Kepala Eksekutif Pengawas Pasar Modal OJK Nurhaida mengatakan, untuk itu perlu adanya insentif pajak untuk mendorong instrumen tersebut.
‎"Kalau ada perlakuan perpajakan yang bisa memberikan semacam insentif bisa berkembang. Tentu kita akan bicara dengan Direktorat Jenderal Pajak (DJP). Jadi saya belum bisa katakan bentuk insentifnya masih perlu dibahas‎ level teknis. Kick off meeting sudah dilakukan dikoordinasikan dibantu Pak Menko. Kami harapkan di teknis ada pembahasan lebih detil yang mendorong repo‎ lebih jauh," jelas dia di Jakarta, Jumat (29/1/2016).
Pihaknya tak menjelaskan secara detil insetif pajak seperti apa yang dimaksud. Dia bilang, untuk itu masih perlu kajian di tingkat teknis.
Advertisement
Baca Juga
"‎Secara umum saja, repo itu ada underlying obligasi dan ada saham, pada saat ini sesuai dengan pajak obligasi maupun saham kalau bisa didorong ada keberpihakan mendorong repo‎," tutur dia.
Saat ini, pihak OJK sedang menyelesaikan satu-persatu penghambat transaksi repo. Salah satunya dengan meluncurkan Global Master Repurchase Agreement (GMRA) Indonesia. GMRA Indonesia sendiri merupakan perjanjian yang digunakan lembaga jasa keuangan yang melakukan transaksi repo.
GMRA Indonesia mengadopsi GMRA global yang diterbitkan International Capital Market Association (ICMA). Tujuannya, untuk memberikan standardisasi perjanjian transaksi repo.
Dalam GMRA memuat keharusan perpindahan kepemilikan dalam setiap leg transaksi repo, pemeliharaan margin, dan penanganan kegagalan.
Ketua Dewan Komisioner OJK Muliaman D Hadad mengatakan, transaksi repo terus mengalami peningkatan dari tahun ke tahun. Sepanjang 2011-2015 tercatat volume transaksi mencapai 150,2 triliun dengan nilai transaksi Rp 136,8 triliun. Dibanding 2006-2011 volumenya hanya 42,6 triliun dengan nilai transaksi Rp 35,78 triliun.

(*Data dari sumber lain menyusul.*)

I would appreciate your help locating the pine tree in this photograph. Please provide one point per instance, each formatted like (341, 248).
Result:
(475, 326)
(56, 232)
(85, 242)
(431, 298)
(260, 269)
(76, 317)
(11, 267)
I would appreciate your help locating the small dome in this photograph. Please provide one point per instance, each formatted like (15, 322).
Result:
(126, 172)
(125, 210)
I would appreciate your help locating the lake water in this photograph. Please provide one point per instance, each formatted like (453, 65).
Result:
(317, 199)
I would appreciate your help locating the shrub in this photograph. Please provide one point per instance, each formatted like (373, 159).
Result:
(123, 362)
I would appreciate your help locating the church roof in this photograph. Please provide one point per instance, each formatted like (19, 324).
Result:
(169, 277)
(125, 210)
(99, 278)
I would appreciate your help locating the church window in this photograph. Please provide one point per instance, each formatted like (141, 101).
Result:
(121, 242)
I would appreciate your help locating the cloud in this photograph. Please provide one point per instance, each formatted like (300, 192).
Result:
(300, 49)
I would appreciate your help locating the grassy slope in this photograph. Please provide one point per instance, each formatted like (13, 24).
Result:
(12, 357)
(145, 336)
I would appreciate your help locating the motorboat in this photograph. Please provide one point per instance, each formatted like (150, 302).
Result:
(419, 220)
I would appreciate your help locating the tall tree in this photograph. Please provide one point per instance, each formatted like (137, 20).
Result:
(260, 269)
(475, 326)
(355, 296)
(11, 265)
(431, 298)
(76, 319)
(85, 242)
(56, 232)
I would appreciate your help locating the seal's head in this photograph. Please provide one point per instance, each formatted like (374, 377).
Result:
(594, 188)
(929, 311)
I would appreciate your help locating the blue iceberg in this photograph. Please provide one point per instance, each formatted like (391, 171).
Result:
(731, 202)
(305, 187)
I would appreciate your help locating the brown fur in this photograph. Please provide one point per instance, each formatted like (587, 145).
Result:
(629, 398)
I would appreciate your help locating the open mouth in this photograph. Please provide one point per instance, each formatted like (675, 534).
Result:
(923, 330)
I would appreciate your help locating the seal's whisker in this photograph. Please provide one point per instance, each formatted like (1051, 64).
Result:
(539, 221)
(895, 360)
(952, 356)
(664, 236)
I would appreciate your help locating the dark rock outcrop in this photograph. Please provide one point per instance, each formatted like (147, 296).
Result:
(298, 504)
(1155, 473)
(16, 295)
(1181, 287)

"Namun demikian perkembangan transaksi repo di Indonesia yang cukup menggembirakan itu ternyata diikuti dengan perkembangan yang beragam permasalahan atau tantangan dalam implementasinya. Terutama muncul berbagai variasi transaksi repo yang tidak terstandar dan berpotensi menimbulkan ketidakpastian hukum‎," tukas dia. (Amd/Ahm)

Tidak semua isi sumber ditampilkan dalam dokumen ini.